The results obtained show the presence of lead metal in chicken meat that is widely consumed in Ibadan. The findings of this study have shown that chicken has the potential to accumulate Pb in their tissues. The high concentrations of Pb in the edible parts of chickens can pose a serious health risk to humans who consume them as excess lead is known to reduce the cognitive development and intellectual performance in children and to increase blood pressure and cardiovascular disease incidence in adults. The results showed that lead concentrations are dependent on the sampling locations, the organs, the tissues and chicken samples. Since toxic Pb residues were found to be in high levels in liver and muscle of sample 1 obtained from Bodija market are above the permissible limit of 0.1 ppm set by FAO/WHO, these organs are considered unsafe for human consumption whereas the kidney and intestine are within the recommended limit hence, safe for consumption. In sample 2, 9 and 10 (Bodija), all the edible parts of chicken meat are above recommended limit, they are considered unsafe for human consumption. In sample 3 and 4 (Ojoo), the chicken meat are considered unsafe for human consumption since they are above the recommended limits (0.1 ppm) set by FAO/WHO. In sample 5, 6 and 7 (Sango), Pb residues were within the recommended limit so they are considered safe for human consumption as well as in sample 8 (Bodija). However, consistent surveillance and monitoring should be used as its bioaccumulation could lead to serious human health problems among consumers. In addition, excessive consumption of chicken meat chicken from Pb contaminated environments should be discouraged.
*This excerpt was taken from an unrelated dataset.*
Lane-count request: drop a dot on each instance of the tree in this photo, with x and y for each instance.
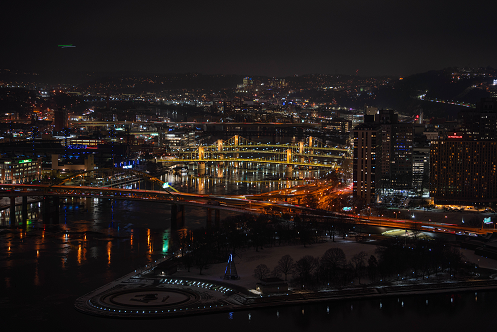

In addition, garlic could be recommended to antagonize Pb toxicity, as garlic contains chelating compounds capable of enhancing the elimination of Pb. Garlic feeding can be exploited to safeguard human consumers by minimizing Pb concentrations in chicken meat which had been grown in a Pb polluted environment. Medical chelation program and consumption of fruits and vegetables rich in vitamin-C could aid in the excretion of Pb from humans that have accumulated the heavy metal in their systems. Use of leaded products in Nigeria should be banned because of its toxic effect on humans and animals. Industries should be sited far from poultry farms because of the risk of contamination of food, air and water by this metal. The need to identify sources of pollution in the local places of raising poultry in Ibadan City and reduction of these sources through direct supervision as well as activating the role of censorship on imported foodstuffs and the detection of heavy metals due to their influence on human health is necessary for preventing lead exposure.
In general, the poultry feeds, water source and ambient air quality should be strictly monitored through biomonitoring programs for lead to avoid exposure to this highly toxic heavy metal.